Арсений наконец смог заговорить:
– Так это «девичник»? Тогда надо сказать тост…
– Погодите с тостом, – опомнилась Катя. – Мы же хотели разобраться с вашей головой! Что вас беспокоит?
«Ну давай! Посмотри в его глаза, да повнимательнее… Неужели ты ничего в них не видишь?» – От напряжения у Наташи уже сошлись лопатки, а Катино лицо оставалось таким же заботливо-спокойным.
– Да ерунда какая-то, – отозвался он небрежно. – Как будто сцену из фильма увидел… Или из чьей-то жизни…
Наташа подалась к нему:
– Может, из твоей?
– Да нет. Со мной такого не происходило. К сожалению.
– А вдруг ты забыл?
– Ты же понятия не имеешь, что там было, – рассердился он. – Такое, знаешь ли, не забудешь…
– Тогда… может, это еще случится?
Арсений посмотрел на нее как на приставучего ребенка:
– Такого вообще не бывает.
– Ты не спишь? – позвала она, не обернувшись. – Давай когда-нибудь поселимся здесь… Хотя бы в старости, когда денег накопим.

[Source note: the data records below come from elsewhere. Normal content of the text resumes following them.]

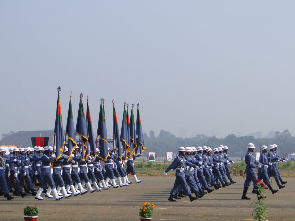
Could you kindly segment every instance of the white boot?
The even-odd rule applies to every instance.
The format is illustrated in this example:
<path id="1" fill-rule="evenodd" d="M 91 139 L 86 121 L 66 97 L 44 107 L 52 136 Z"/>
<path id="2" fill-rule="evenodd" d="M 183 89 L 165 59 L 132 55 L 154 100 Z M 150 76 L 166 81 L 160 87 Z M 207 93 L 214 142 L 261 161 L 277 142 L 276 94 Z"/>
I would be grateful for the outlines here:
<path id="1" fill-rule="evenodd" d="M 56 191 L 56 188 L 53 188 L 51 190 L 52 190 L 52 192 L 53 194 L 54 197 L 55 197 L 56 200 L 58 200 L 63 199 L 63 197 L 62 196 L 58 195 L 58 194 L 57 193 L 57 191 Z"/>
<path id="2" fill-rule="evenodd" d="M 45 196 L 46 197 L 48 197 L 48 198 L 53 198 L 53 197 L 50 195 L 50 193 L 51 192 L 51 188 L 50 188 L 50 187 L 48 187 L 48 189 L 47 189 L 47 191 L 46 191 L 46 193 L 45 193 Z"/>
<path id="3" fill-rule="evenodd" d="M 77 192 L 76 192 L 76 190 L 75 189 L 75 187 L 74 187 L 74 185 L 72 184 L 70 186 L 70 187 L 71 188 L 71 190 L 73 191 L 73 193 L 74 193 L 74 196 L 76 197 L 76 196 L 78 196 L 78 195 L 80 194 L 80 192 L 79 192 L 78 193 Z"/>
<path id="4" fill-rule="evenodd" d="M 122 177 L 122 179 L 123 180 L 123 183 L 124 186 L 129 186 L 129 184 L 126 182 L 126 177 Z"/>
<path id="5" fill-rule="evenodd" d="M 63 194 L 60 193 L 60 190 L 61 190 L 61 188 L 59 186 L 57 187 L 57 188 L 56 188 L 56 191 L 57 191 L 57 194 L 58 194 L 59 196 L 62 196 Z"/>
<path id="6" fill-rule="evenodd" d="M 135 181 L 135 183 L 140 183 L 141 182 L 141 180 L 139 180 L 137 179 L 137 177 L 136 177 L 136 175 L 133 175 L 133 178 L 134 178 L 134 180 Z"/>
<path id="7" fill-rule="evenodd" d="M 80 189 L 80 190 L 81 191 L 81 194 L 83 195 L 84 193 L 86 193 L 87 192 L 87 190 L 86 189 L 84 189 L 83 188 L 83 187 L 82 187 L 82 185 L 81 185 L 81 183 L 79 183 L 78 184 L 78 186 L 79 187 L 79 188 Z"/>
<path id="8" fill-rule="evenodd" d="M 116 183 L 116 182 L 115 182 L 114 179 L 112 179 L 112 182 L 113 183 L 114 183 L 114 184 Z M 117 187 L 119 187 L 119 186 L 118 186 L 118 185 L 116 184 L 115 184 L 114 185 L 113 185 L 113 187 L 114 187 L 114 188 L 117 188 Z"/>
<path id="9" fill-rule="evenodd" d="M 36 195 L 35 196 L 35 199 L 38 199 L 39 200 L 43 200 L 43 198 L 40 196 L 40 195 L 41 195 L 41 194 L 43 191 L 43 188 L 41 188 L 40 187 L 39 187 L 39 189 L 38 189 L 38 192 L 37 192 L 37 194 L 36 194 Z"/>
<path id="10" fill-rule="evenodd" d="M 65 187 L 63 187 L 61 189 L 61 191 L 63 191 L 63 197 L 65 197 L 65 199 L 68 198 L 72 196 L 71 194 L 68 194 L 68 193 L 67 192 L 67 191 L 65 190 Z"/>
<path id="11" fill-rule="evenodd" d="M 125 178 L 126 178 L 126 182 L 128 183 L 128 184 L 130 184 L 132 183 L 132 182 L 130 181 L 128 179 L 128 177 L 127 176 L 125 176 Z"/>
<path id="12" fill-rule="evenodd" d="M 65 188 L 65 190 L 67 191 L 67 192 L 68 193 L 69 193 L 70 194 L 71 193 L 73 193 L 70 191 L 70 188 L 71 187 L 70 187 L 70 186 L 68 184 L 67 185 L 67 187 Z M 75 187 L 74 187 L 74 188 L 75 189 Z M 75 192 L 76 192 L 76 191 L 75 191 Z"/>
<path id="13" fill-rule="evenodd" d="M 125 186 L 122 183 L 122 181 L 121 180 L 121 178 L 120 177 L 117 177 L 118 179 L 118 181 L 119 182 L 119 185 L 120 187 L 124 187 Z"/>
<path id="14" fill-rule="evenodd" d="M 97 184 L 96 182 L 94 182 L 93 183 L 94 184 L 94 186 L 95 187 L 95 190 L 96 191 L 101 191 L 102 189 L 102 188 L 100 188 L 98 186 L 98 185 L 97 185 Z"/>
<path id="15" fill-rule="evenodd" d="M 95 189 L 92 189 L 92 188 L 91 187 L 91 185 L 90 185 L 90 183 L 89 182 L 86 184 L 86 186 L 87 187 L 87 188 L 88 188 L 88 189 L 89 190 L 89 191 L 90 192 L 90 193 L 92 193 L 95 191 Z"/>
<path id="16" fill-rule="evenodd" d="M 104 182 L 104 180 L 103 179 L 101 181 L 101 183 L 102 184 L 102 186 L 104 187 L 104 189 L 108 189 L 110 188 L 109 187 L 108 187 L 106 184 L 106 183 Z"/>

Давай купим маленький домик. Не так высоко, как этот, мы ведь будем уже старенькими.
– Ста-а-инькая стаюшка, – протянул он дребезжащим голоском.
– Никуда от этого не денешься… Так вот, давай наш домик будет ниже по склону, но чтобы видно было и город, и море. Слушай, я просто пьянею от этих запахов!
– Вот и хорошо! Пьяненькая ты заводная. Иди ко мне.
– Нет, это ты вставай.
Она подвинулась, чтобы дать ему место у окна веранды:
– Ты послушай… Это и есть «музыка ночи». Раньше я не понимала, о чем идет речь. Мне казалось, это метафора. А здесь целый оркестр! Просто дух захватывает…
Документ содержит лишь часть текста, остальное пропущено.